Nachdem Öko-Test diese Kritik lange an sich abprallen ließ, heißt es im Test schwarze Pfefferkörner plötzlich: „Da Verbraucherinnen und Verbraucher nur vergleichsweise wenig Pfeffer essen, ist jedoch nicht zu erwarten, dass größere Mengen MOSH im Körper verbleiben. Deshalb bewerten wir die Funde weniger streng als in anderen Lebensmitteln, von denen größere Mengen verzehrt werden.“ Konkret werden Produkte mit mehr als vier mg/kg nicht um vier, sondern nur noch um zweiten Noten abgewertet. Sie können also „befriedigend“ sein und nicht bestenfalls „mangelhaft“.
Unsere Einschätzung
Unsere Einschätzung: Als wir Öko-Test angemailt haben, wussten wir selbstverständlich, was bei den Karottensäften im Argen lag. Denn im Text heißt es: „Wegen `erhöhter´ Nitratgehalte kritisieren wir den Babylove 100 % Bio Saft Karotte und den Beauty Baby Bio Saft Karotte: Beide schöpfen den in der EU geltenden Höchstgehalt für Beikost zu mehr als der Hälfte aus.“ An anderer Stelle schreibt Öko-Test: „Zudem wären die Noten dieser Säfte (für Erwachsene) sehr viel schlechter ausgefallen, hätten wir sie nach den strengen Grenzwerten für Babys und Kleinkinder beurteilt: In diesem Fall hätten wir sechs Säfte wegen `erhöhter´ Nitratgehalte bemängelt.“
Doch genau das hatte man offenbar gemacht und auch die Säfte für Erwachsene nach den Nitrat-Grenzwerten für Babysäfte bewertet (Bild oben). Inzwischen hat Öko-Test online eine korrigierte Version des Tests veröffentlicht (Bild unten). Die drei ursprünglich „befriedigenden“ Säfte sind jetzt „sehr gut“. Der „mangelhafte“ Lausitzer Karottensaft aus Direktsaft verbessert sich auf „befriedigend“. Und auch der wäre „sehr gut“, wenn Öko-Test nicht Getränkekartons (Tetra-Packs) Glasflaschen vorziehen würde. Denn die werden unter Weitere Mängel um vier Noten abgewertet, sofern es keine Mehrweg-Flaschen sind. Einweg-Tetra-Packs dagegen akzeptiert Öko-Test, obwohl die viel schwieriger zu recyclen sind als Glas. Tatsächlich werden nur etwa 30 Prozent wiederverwertet, so die Deutsche Umwelthilfe, während die Recyclingquote von Verpackungen aus Glas im Jahr 2022 84,6 Prozent erreichte.
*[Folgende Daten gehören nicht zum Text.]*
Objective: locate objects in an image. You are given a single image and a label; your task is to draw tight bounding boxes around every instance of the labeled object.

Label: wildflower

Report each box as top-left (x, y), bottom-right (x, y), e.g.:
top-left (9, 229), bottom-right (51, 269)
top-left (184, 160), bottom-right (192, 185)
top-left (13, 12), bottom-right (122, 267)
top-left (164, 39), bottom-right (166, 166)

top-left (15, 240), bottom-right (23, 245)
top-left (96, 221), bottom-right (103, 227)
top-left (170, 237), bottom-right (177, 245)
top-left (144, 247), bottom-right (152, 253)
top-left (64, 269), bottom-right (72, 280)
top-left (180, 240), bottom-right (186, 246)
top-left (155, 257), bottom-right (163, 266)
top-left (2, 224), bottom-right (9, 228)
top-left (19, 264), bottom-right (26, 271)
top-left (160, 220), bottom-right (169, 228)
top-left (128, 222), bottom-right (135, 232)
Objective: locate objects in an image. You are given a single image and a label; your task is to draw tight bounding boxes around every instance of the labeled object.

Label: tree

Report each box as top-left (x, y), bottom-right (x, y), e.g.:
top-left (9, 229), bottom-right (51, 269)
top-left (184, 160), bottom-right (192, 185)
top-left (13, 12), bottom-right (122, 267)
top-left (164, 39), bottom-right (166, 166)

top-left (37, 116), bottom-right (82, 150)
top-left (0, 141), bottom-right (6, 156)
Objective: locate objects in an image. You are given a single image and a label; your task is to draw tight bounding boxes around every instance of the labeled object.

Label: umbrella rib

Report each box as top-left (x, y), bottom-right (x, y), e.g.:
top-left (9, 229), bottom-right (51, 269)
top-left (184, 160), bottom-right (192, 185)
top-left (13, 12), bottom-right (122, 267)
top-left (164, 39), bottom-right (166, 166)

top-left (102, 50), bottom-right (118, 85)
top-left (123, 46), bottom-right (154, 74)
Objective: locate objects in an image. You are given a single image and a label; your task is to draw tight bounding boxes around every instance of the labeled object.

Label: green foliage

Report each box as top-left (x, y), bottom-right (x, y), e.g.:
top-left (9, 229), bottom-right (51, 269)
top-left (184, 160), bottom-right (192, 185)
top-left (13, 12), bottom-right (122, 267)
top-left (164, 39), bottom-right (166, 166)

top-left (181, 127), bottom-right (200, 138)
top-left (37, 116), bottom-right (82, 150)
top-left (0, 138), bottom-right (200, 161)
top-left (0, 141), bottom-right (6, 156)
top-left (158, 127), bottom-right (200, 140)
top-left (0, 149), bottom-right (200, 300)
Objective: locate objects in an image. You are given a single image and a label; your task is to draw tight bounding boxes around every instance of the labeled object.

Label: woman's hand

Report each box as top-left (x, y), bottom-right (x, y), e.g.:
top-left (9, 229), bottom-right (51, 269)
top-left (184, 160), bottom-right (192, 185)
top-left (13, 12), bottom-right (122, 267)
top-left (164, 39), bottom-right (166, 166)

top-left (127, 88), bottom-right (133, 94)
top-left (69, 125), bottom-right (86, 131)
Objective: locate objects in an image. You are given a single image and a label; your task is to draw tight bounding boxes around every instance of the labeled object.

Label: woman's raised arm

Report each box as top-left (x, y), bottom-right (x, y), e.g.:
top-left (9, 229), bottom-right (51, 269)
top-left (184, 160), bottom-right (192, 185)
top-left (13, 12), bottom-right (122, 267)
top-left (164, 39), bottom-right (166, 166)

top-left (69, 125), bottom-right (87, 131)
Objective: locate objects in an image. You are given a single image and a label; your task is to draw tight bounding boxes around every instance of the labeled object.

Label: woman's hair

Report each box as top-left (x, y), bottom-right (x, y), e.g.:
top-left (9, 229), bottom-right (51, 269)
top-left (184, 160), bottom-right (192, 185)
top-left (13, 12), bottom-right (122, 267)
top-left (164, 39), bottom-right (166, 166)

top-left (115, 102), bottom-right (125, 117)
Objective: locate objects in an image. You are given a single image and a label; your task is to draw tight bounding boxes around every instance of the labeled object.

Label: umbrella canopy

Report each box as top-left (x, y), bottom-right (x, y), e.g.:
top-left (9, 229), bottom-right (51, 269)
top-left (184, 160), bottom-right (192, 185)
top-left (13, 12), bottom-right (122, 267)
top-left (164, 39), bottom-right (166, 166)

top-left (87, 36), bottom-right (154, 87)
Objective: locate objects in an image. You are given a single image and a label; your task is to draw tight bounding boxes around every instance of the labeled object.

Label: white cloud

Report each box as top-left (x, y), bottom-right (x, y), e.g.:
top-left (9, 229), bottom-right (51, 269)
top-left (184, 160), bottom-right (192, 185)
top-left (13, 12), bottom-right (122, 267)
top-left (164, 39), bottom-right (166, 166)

Nicht zuletzt teilte uns die Firma Beutelsbacher mit, dass Öko-Test es nicht einmal geschafft hat, den Preis von 1,49 Euro für die 0,2 Liter Flasche auf 0,5 Liter hochzurechnen. Korrekt wären 3,73 Euro gewesen und nicht 4,68 Euro wie Öko-Test schreibt. Auch sden Preis hat man inzwischen korrigiert. Schief gelaufen ist zudem, dass andersals üblich konventionelle und Bio-Produkte nicht in getrennten Tabellen aufgeführt werden. Das erschwert die Entscheidungsfindung der Verbraucher.
Im Übrigen hatten wir die Mail mit der Falschinformation, dass wir keinen Fehler gefunden haben, nur geschrieben, um zu sehen, ob Öko-Test uns Informationen gibt. Eine Antwort haben wir wie üblich nicht bekommen. Wir hatten aber auch keine erwartet.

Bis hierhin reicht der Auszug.